Sin embargo, el cambio durante el otoño también invita a viajar. No son viajes de descanso para el cuerpo, sino para el alma. Son viajes introspectivos, hacia el interior de uno mismo, durante una caminata por el parque y ante la serena contemplación de la gente al pasar. Las fronteras que se transgreden no son sólo físicas ni entre países; hay un encuentro que se da en esa sensación de impertenencia a un solo lugar, un encuentro con raíces y expectativas cuando nos encaramos con aquello que, aunque nos parezca familiar, resulta desconocido porque se nos presenta con otra faz, de una manera nueva, para hacernos reflexionar sobre nuestro propio deambular en esta existencia.
Hay un viaje de ese tipo que recuerdo con renovado aprecio, tal vez porque me identifico con lo que éste representa a mis más de cincuenta años, al inicio de mi propio otoño, cuando se es más joven de ánimo que en lo físico, cuando los ritmos han cambiado y se aprecia más las pausas que las carreras desenfrenadas, cuando el trayecto se vuelve más importante que el destino. Es un viaje reciente, por distintos lugares y con diferentes acompañantes, en el que encuentro otra faceta de mí cada vez que me guío por la memoria, lo que no siempre me reconforta, pero cada vez aprendo algo nuevo de ello. Así que me dejo llevar por este otoño y las memorias de otros que lo han precedido.
Aquel viaje fue a Europa con tres muy queridos amigos, a quienes reconocí, es decir, conocí nuevamente, hace poco más de una década. Fue de hecho el viaje pospuesto de la adolescencia, aquél del joven que se dice adulto para sentirse dueño de sí mismo, de cada paso que dará de ese momento en adelante. Ése fue el viaje del aprender a compartir con otros y conmigo mismo los miedos y las dudas, pero también las alegrías de quien se encuentra, de pronto, sereno y satisfecho mientras el sol se oculta, inasible, en el Atlántico o ha sorteado el camino más agreste en medio de una traicionera neblina.
En aquel viaje nos adentramos en el terruño de quienes partieron hace tiempo de ese lugar para retomar su vida en México o que permanecieron ahí en espera de reencontrase con los herederos de aquel exilio; de ahí seguimos hasta tierras lusitanas, donde buscamos los pasos de Pessoa y perseguimos, sin éxito, los ritmos melancólicos del fado. Recorrimos las ruas y los caminos de aquellas tierras hasta llenarnos de la nostalgia portuguesa antes de continuar el peregrinar europeo, cada uno por su lado. Y cada día de ese viaje el otoño estuvo presente, en los campos desnudos de Castilla, en el ruido del oleaje ahí donde termina Europa, entre las vides que preceden un vino verde o un oporto, en el ocaso donde el mar se encuentra con la desembocadura del río Duero.

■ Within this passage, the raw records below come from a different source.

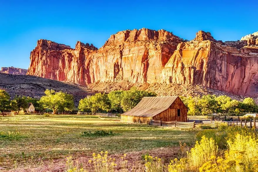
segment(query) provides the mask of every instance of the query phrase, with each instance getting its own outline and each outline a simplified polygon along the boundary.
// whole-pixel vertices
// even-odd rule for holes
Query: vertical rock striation
[[[10,67],[2,67],[0,70],[0,73],[4,73],[7,74],[14,75],[26,75],[28,70],[13,66]]]
[[[113,35],[99,49],[80,41],[73,49],[40,40],[27,74],[81,85],[123,80],[198,84],[256,96],[258,46],[246,39],[223,43],[201,31],[185,42],[163,30],[143,28]]]

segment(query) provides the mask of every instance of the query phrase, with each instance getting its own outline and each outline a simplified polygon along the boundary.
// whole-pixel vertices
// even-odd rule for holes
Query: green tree
[[[242,106],[246,112],[256,112],[258,111],[258,106],[254,100],[250,97],[244,99],[242,102]]]
[[[46,90],[45,96],[40,98],[38,103],[45,108],[52,109],[53,113],[57,111],[71,111],[74,107],[73,96],[62,91],[56,92],[51,90]]]
[[[14,109],[14,110],[17,113],[19,113],[19,111],[21,109],[23,109],[25,111],[26,109],[28,108],[28,102],[27,98],[26,97],[22,96],[16,96],[13,101],[16,103],[16,106],[14,106],[13,108],[15,109],[15,110]],[[14,105],[15,103],[13,104]]]
[[[201,111],[198,106],[198,101],[200,99],[199,97],[189,97],[187,99],[187,106],[188,108],[187,114],[189,115],[200,115]]]
[[[217,109],[216,96],[213,95],[204,95],[198,101],[198,106],[201,110],[202,115],[206,115],[215,112]]]
[[[110,102],[107,94],[97,93],[81,99],[79,102],[78,108],[81,111],[89,110],[94,114],[99,109],[107,111],[110,110]]]
[[[35,108],[35,110],[38,111],[40,113],[44,111],[44,108],[42,103],[39,101],[39,99],[36,98],[33,98],[30,97],[27,97],[27,103],[31,103]]]
[[[123,96],[123,91],[113,91],[108,94],[108,97],[110,101],[110,109],[117,112],[122,110],[121,101]]]
[[[125,91],[121,100],[121,106],[125,112],[133,108],[144,97],[155,97],[156,93],[146,91],[138,90],[133,88],[130,90]]]
[[[192,98],[192,97],[190,97],[191,98]],[[183,101],[184,104],[186,106],[187,109],[188,111],[189,110],[189,108],[188,107],[188,102],[190,98],[190,97],[187,97],[184,96],[179,96],[180,99]]]
[[[6,91],[0,90],[0,112],[2,115],[11,110],[10,99],[10,96]]]
[[[217,102],[217,107],[215,110],[218,112],[228,113],[230,108],[232,99],[227,96],[220,96],[215,98]]]

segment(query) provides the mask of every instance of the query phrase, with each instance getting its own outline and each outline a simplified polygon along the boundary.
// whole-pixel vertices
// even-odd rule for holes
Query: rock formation
[[[248,41],[223,43],[201,31],[185,42],[163,30],[144,28],[113,35],[99,49],[79,41],[73,49],[40,40],[27,74],[83,85],[126,80],[200,85],[257,96],[258,46]]]
[[[1,68],[1,70],[0,70],[0,73],[21,75],[26,75],[27,71],[28,70],[27,69],[15,68],[13,66],[2,67]]]
[[[240,41],[246,40],[248,46],[258,46],[258,32],[243,36]]]

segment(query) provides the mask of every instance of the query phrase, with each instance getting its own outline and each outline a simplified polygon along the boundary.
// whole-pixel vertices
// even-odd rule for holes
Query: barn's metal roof
[[[153,117],[167,109],[178,97],[145,97],[135,107],[122,115]]]

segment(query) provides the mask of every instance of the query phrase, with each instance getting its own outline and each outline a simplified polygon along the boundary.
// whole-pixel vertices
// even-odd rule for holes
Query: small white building
[[[35,107],[32,103],[28,103],[28,107],[26,109],[27,113],[34,113],[35,111]]]

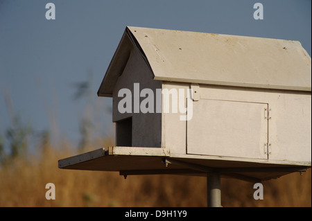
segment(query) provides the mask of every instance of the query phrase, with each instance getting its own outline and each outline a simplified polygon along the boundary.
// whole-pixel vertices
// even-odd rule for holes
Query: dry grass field
[[[61,170],[58,160],[73,154],[69,144],[62,150],[47,147],[40,156],[18,157],[1,166],[0,206],[206,206],[205,177],[124,179],[114,172]],[[55,186],[55,200],[45,198],[47,183]],[[311,206],[311,169],[262,184],[264,199],[255,200],[253,184],[221,179],[223,206]]]

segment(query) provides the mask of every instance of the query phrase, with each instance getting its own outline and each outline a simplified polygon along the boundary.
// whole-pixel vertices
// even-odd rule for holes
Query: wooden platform
[[[174,174],[207,176],[218,172],[223,177],[253,182],[277,178],[293,172],[305,172],[300,165],[269,164],[207,159],[206,156],[171,156],[164,148],[108,147],[60,159],[62,169],[118,171],[121,175]],[[200,159],[200,157],[202,159]],[[205,159],[206,158],[206,159]]]

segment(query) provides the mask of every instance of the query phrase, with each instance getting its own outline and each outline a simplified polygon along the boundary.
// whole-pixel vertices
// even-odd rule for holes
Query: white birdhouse
[[[127,27],[98,91],[112,97],[116,146],[59,167],[243,179],[304,171],[311,91],[299,42]]]

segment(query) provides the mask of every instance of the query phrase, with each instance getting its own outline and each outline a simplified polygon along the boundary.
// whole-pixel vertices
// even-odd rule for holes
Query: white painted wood
[[[128,27],[155,80],[311,91],[297,41]]]
[[[268,104],[200,99],[187,121],[187,153],[267,159]]]
[[[311,96],[310,93],[200,85],[205,99],[268,103],[270,160],[311,161]]]

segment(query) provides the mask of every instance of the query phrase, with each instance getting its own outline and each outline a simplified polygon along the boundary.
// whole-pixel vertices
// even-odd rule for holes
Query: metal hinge
[[[191,84],[191,89],[192,89],[192,98],[193,101],[197,101],[200,100],[199,94],[199,85],[198,84]]]
[[[270,155],[272,152],[272,145],[271,143],[264,143],[263,152],[265,154]]]
[[[272,109],[270,108],[268,109],[267,107],[264,108],[264,118],[266,120],[270,120],[272,119],[271,116],[271,112]]]

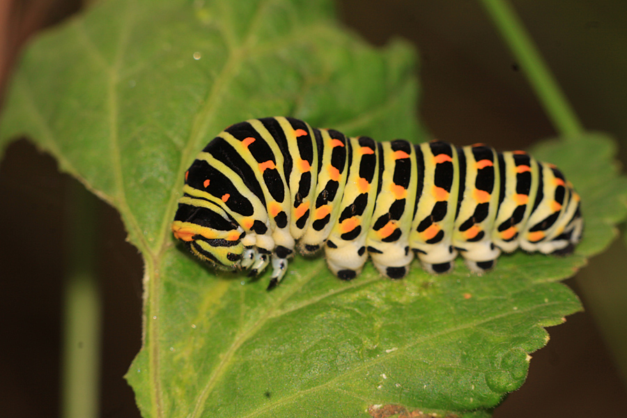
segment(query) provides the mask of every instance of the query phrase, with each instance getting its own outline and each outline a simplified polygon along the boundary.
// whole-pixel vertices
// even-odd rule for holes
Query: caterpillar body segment
[[[378,143],[291,118],[226,128],[185,173],[183,192],[174,236],[219,267],[256,276],[272,264],[269,288],[295,248],[324,247],[345,280],[369,256],[392,279],[415,254],[431,273],[449,271],[458,255],[481,272],[518,247],[572,252],[583,226],[572,185],[525,152]]]

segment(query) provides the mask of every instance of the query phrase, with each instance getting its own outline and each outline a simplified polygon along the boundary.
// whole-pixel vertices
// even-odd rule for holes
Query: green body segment
[[[355,277],[369,256],[405,275],[416,254],[432,273],[458,255],[481,272],[518,247],[566,254],[583,226],[579,196],[554,166],[483,144],[377,143],[291,118],[221,132],[185,173],[172,224],[199,258],[281,280],[295,248],[324,248]]]

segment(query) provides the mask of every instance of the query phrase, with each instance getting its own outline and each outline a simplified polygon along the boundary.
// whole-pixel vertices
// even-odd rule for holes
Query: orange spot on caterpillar
[[[298,166],[298,169],[300,170],[301,173],[307,173],[311,169],[311,166],[307,160],[299,160],[297,164]]]
[[[321,219],[330,213],[331,213],[331,207],[329,205],[324,205],[316,210],[316,214],[314,217],[316,220]]]
[[[544,233],[541,231],[536,231],[535,232],[529,233],[527,237],[532,242],[537,242],[544,238]]]
[[[378,233],[379,235],[379,238],[381,239],[389,237],[392,233],[396,231],[396,226],[394,224],[393,221],[390,221],[387,222],[383,228],[378,231]]]
[[[485,190],[475,189],[473,191],[472,194],[474,196],[474,200],[480,203],[487,203],[490,201],[490,195]]]
[[[408,154],[405,151],[401,151],[401,150],[394,151],[394,153],[392,155],[393,155],[394,160],[403,160],[404,158],[410,157],[409,154]]]
[[[467,229],[463,232],[464,238],[467,240],[471,240],[476,237],[477,234],[478,234],[481,231],[481,228],[479,228],[477,225],[473,225],[470,227],[470,229]]]
[[[240,225],[242,226],[242,228],[247,231],[250,231],[250,229],[252,228],[254,223],[255,220],[252,218],[243,218],[240,220]]]
[[[493,167],[494,164],[489,160],[479,160],[474,164],[474,167],[477,167],[477,170],[481,170],[481,169],[484,169],[486,167]]]
[[[327,171],[329,172],[329,177],[331,178],[331,180],[334,180],[335,181],[339,180],[339,170],[330,164]]]
[[[431,224],[428,228],[422,231],[422,236],[424,237],[426,241],[428,241],[438,235],[438,232],[440,232],[440,226],[435,224]]]
[[[265,162],[259,163],[259,171],[263,173],[266,170],[266,169],[270,169],[271,170],[274,169],[277,167],[274,165],[274,163],[272,162],[272,160],[268,160]]]
[[[298,207],[294,210],[294,215],[296,215],[296,219],[299,219],[302,217],[302,215],[305,214],[305,212],[307,212],[309,208],[309,205],[304,202],[298,205]]]
[[[405,199],[407,196],[407,189],[398,185],[392,184],[389,187],[390,191],[396,199]]]
[[[180,228],[175,225],[172,225],[172,232],[174,238],[181,241],[192,241],[194,240],[194,235],[196,235],[196,232],[191,229]]]
[[[370,190],[370,183],[363,177],[359,177],[357,180],[357,189],[360,193],[368,193]]]
[[[438,154],[433,156],[433,161],[435,162],[435,164],[440,164],[447,161],[453,161],[453,159],[450,155],[447,155],[446,154]]]
[[[433,186],[433,188],[431,189],[431,193],[433,194],[433,197],[435,197],[435,200],[438,202],[443,202],[449,200],[449,192],[442,187]]]
[[[529,202],[529,196],[527,194],[514,194],[512,198],[519,206],[520,205],[526,205]]]
[[[359,224],[359,217],[356,216],[350,217],[347,219],[344,219],[344,221],[341,223],[341,224],[340,225],[340,231],[341,231],[342,233],[350,232],[351,231],[357,228]]]
[[[270,216],[274,217],[275,216],[279,215],[279,212],[280,212],[283,210],[283,208],[278,202],[272,201],[270,202],[270,204],[268,204],[268,212],[270,213]]]
[[[501,233],[501,238],[503,240],[511,240],[516,233],[518,232],[518,229],[516,226],[510,226],[505,231]]]
[[[254,141],[254,138],[253,138],[252,137],[249,137],[248,138],[244,138],[244,139],[242,140],[242,145],[243,145],[246,148],[248,148],[248,146]]]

Agradezco que aquel viaje fuera bajo la luz otoñal. No podía ser de otra manera. No serían las mismas poblaciones, los mismos paisajes, la misma gente. Yo no sería el mismo si aquel periplo hubiera ocurrido en otra época del año, porque no hubiera logrado el mismo apego con el que en ese entonces me identifiqué. Hoy lo rememoro mientras espero el pan de muerto, los tamales y las bebidas calientes y reconfortantes de las próximas semanas, en tanto el otoño permanezca y nos recuerde que hasta él habrá de dejar paso a lo que venga después.